Mollusc expert Cory Whisson from the WA Museum searching for land snails in leaf litter at Credo Station.
Credit: Parks Australia
A team of scientists conducted the survey which is likely to significantly increase the number of known plant species at Credo Station, now managed by the Department of Environment and Conservation WA (DECWA) as part of the National Reserve System.
The new biodiversity data will be used in future management of the station.
Bush Blitz is a three-year, multi-million dollar partnership between the Australian Government, BHP Billiton, Earthwatch Australia, and AusPlots-Rangelands to document plants and animals in selected properties across Australia’s National Reserve System. The partnership harnesses the expertise of top scientists from museums, herbaria, universities, and other organisations.
Aboriginal trainees from DECWA joined the WA blitz to learn field survey techniques and familiarise themselves with semi-arid-zone reserves, which they help to manage across the Goldfields region.
For DECWA botanists, the 200 000 hectare property was a ‘goldmine’.
‘We got 540 plant collections, which we expect will significantly increase the 200 known species for Credo,’ said DECWA’s principal research scientist, Dr Neil Gibson.
‘We were on Credo at a peak time. The conditions are just perfect and a lot of plants have produced flowers and fruit, which will help us greatly in identifying the material we’ve collected.’
Dr Mark Harvey, an arachnid specialist from the WA Museum, said he found five or six species of pseudoscorpions – tiny scorpions without tails – which he suspects are new to science.
‘We also caught a number of species of trapdoor spiders which are likely to be new. This is one of Bush Blitz’s target species and we’re trying to survey them in every reserve we visit during the program,’ he said.

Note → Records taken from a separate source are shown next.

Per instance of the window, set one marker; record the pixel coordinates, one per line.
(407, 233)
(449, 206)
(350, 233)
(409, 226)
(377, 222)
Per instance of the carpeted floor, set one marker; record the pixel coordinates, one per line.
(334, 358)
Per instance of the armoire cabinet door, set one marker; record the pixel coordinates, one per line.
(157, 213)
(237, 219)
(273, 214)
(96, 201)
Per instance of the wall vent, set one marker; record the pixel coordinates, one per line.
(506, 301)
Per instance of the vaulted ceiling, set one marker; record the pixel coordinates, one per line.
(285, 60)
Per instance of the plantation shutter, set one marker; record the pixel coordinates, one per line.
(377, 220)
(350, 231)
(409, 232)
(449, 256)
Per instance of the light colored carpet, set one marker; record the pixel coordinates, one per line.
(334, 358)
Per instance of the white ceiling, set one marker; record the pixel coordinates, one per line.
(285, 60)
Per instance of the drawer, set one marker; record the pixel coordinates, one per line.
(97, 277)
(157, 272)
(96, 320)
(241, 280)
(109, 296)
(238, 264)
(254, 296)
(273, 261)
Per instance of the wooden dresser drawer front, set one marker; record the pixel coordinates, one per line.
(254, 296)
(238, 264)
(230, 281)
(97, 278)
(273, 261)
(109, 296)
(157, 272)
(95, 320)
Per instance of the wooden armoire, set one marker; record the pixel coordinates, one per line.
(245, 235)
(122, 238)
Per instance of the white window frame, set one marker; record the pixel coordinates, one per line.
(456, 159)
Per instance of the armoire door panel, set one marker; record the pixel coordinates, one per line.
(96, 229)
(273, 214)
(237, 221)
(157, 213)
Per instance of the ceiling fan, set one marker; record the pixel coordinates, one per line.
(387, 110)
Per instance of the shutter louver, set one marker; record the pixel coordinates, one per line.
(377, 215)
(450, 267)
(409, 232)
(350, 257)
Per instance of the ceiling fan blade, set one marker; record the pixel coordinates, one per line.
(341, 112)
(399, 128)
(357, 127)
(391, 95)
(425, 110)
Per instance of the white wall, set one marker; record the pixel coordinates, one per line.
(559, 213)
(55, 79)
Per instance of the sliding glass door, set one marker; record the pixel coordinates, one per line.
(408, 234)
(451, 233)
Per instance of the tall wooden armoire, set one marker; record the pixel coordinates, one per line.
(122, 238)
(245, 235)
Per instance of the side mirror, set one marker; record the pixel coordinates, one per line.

Remko Leijs, an expert in native bees from the South Australian Museum, collected at least 50 different bee species during the trip, a third of which he estimates will be new to science.
Another find was a quarry full of fossilised remains of ancient bee brood cells, probably belonging to ancient ancestors of a bee found only in Australia, according to Dr Leijs.
About 50 vertebrates – including five mammals, two frogs and a number of lizards and snakes – were also found on Credo during the blitz.
Earthwatch Executive Director Richard Gilmore said the expedition had been a great experience for participants from BHP Billiton, who had worked alongside the scientists to document and discover the new species.